I remember, as the youngest son of an immigrant family, having picnics in NOTL parks and along the beautiful Niagara Parkway.
My brothers and I would play catch with a baseball or toss around a football or a Frisbeee. When I became a teenager, I enjoyed the parks with friends and used a hibachi or the park barbecues to whip up some burgers or sausage.
As an adult, with a young family, I introduced my children to the beautiful Niagara River landscape and would end the day with an ice cream cone from one of the many stores in NOTL’s Old Town.
My parents and other family members loved bringing us to this area for picnics and fellowship on weekends. My dad and his friends would play dominoes on a picnic table while mom and the ladies would present us with delicious prepared side dishes and desserts to be enjoyed with food cooked over the barbecue.

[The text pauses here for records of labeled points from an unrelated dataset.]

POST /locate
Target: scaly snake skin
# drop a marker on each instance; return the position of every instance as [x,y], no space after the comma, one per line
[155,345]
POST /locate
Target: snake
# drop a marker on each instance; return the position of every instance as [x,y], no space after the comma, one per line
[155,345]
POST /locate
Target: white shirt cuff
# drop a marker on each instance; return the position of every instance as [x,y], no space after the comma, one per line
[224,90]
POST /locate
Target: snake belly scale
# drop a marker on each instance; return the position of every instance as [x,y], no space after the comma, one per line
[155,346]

I can’t tell you how grateful I was to live in a country with such beautiful vistas and encouraged its visitors and guests to take it all in.

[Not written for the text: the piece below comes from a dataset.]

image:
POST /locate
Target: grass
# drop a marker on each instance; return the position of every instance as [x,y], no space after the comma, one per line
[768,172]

Having a barbecue and a few drinks throughout the day was never looked as being intrusive. I am not condoning drunkenness or rowdy and reckless behaviour. I’m sure that incidents such as these are mitigated by the public complaints to bylaw enforcement and are handled expeditiously.
Are complaints of excessive smoke and a backlash against physical activity overtaxing the bylaw enforcement system already in place? Erecting a small tent or shelter throughout the day to shade young children or older adults from extreme heat or rainfall should not be seen as bylaw infraction.

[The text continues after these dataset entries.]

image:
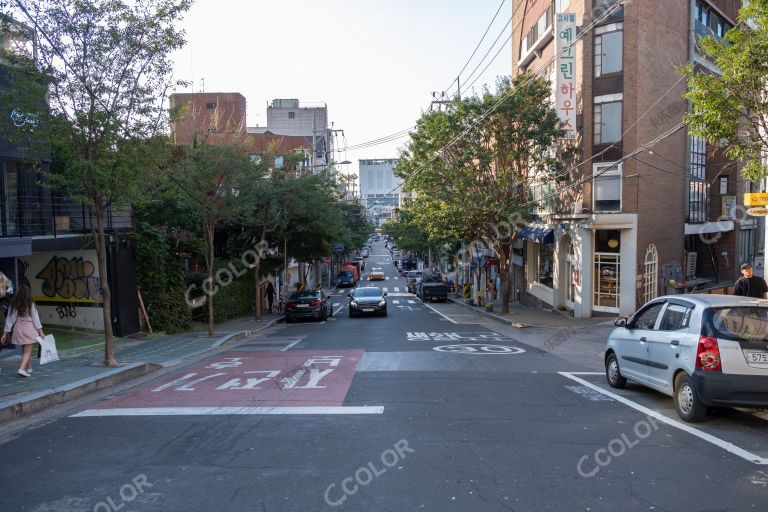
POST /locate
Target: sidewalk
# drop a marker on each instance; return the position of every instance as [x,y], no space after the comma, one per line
[81,370]
[519,316]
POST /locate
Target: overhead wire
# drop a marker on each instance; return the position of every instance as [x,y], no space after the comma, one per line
[608,12]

As a retiree, I’ve made NOTL my home and have always thought of this area as being “inclusive” and inviting. I walk throughout NOTL and along its majestic trails daily and have not experienced any of the incidents that this bylaw seeks to prevent.
In the absence of extremely dry conditions, small barbecue fires are not a problem. I’m sure that our local fire prevention bureau can tell you that the incidence of out-of-control, unattended barbecue fires don’t justify such punishing actions.
Thus, my surprise reading that our lord mayor and council had passed a draconian bylaw prohibiting activities that were a staple to enjoying a day out along the Niagara Parkway in my earlier years. If there was a public outcry against such activities I’m sure that most locals would have been aware of it.
Has the welcome mat been pulled out from under us? Our lord mayor and council must realize, even in these times, that people need to get out into our great outdoors and enjoy the park spaces that are available to us.
Being hassled by bylaws designed to keep visitors and locals from enjoying a day out with their families cannot be what NOTL is all about. Many families do not have the money to enjoy our stellar restaurant district but can still enjoy a day out in the park with their loved ones and all of the other attractions this area has to offer.
To be frank, it’s not polite to invite visitors and guests to the area only be told to refrain from enjoying yourself in the parks but make sure that you have enough money to spend in Old Town and NOTL’s many wineries. It smacks of being told to “stay off my lawn” but support the local businesses.
There are bylaw enforcement officers patrolling throughout Niagara’s parks that should be able to monitor and fine drunk and rowdy behaviour when it occurs along with aid from local law enforcement. If more bylaw officers are needed then it’s incumbent on council to find creative ways to hire more of them.
But to enact offensive bylaws that paint all of the picnicking visitors and guests with the same brush as a few rowdy visitors is not fair and robs us all of the wonderful experience that is NOTL.
I urge council to amend or reconsider the enactment of this bylaw and allow visitors, guests and locals to fully enjoy what this historic and “inclusive” area has to offer. I wonder if NOTL’s third “friendliest place in Canada “ ranking will be re-examined after the upcoming tourist season?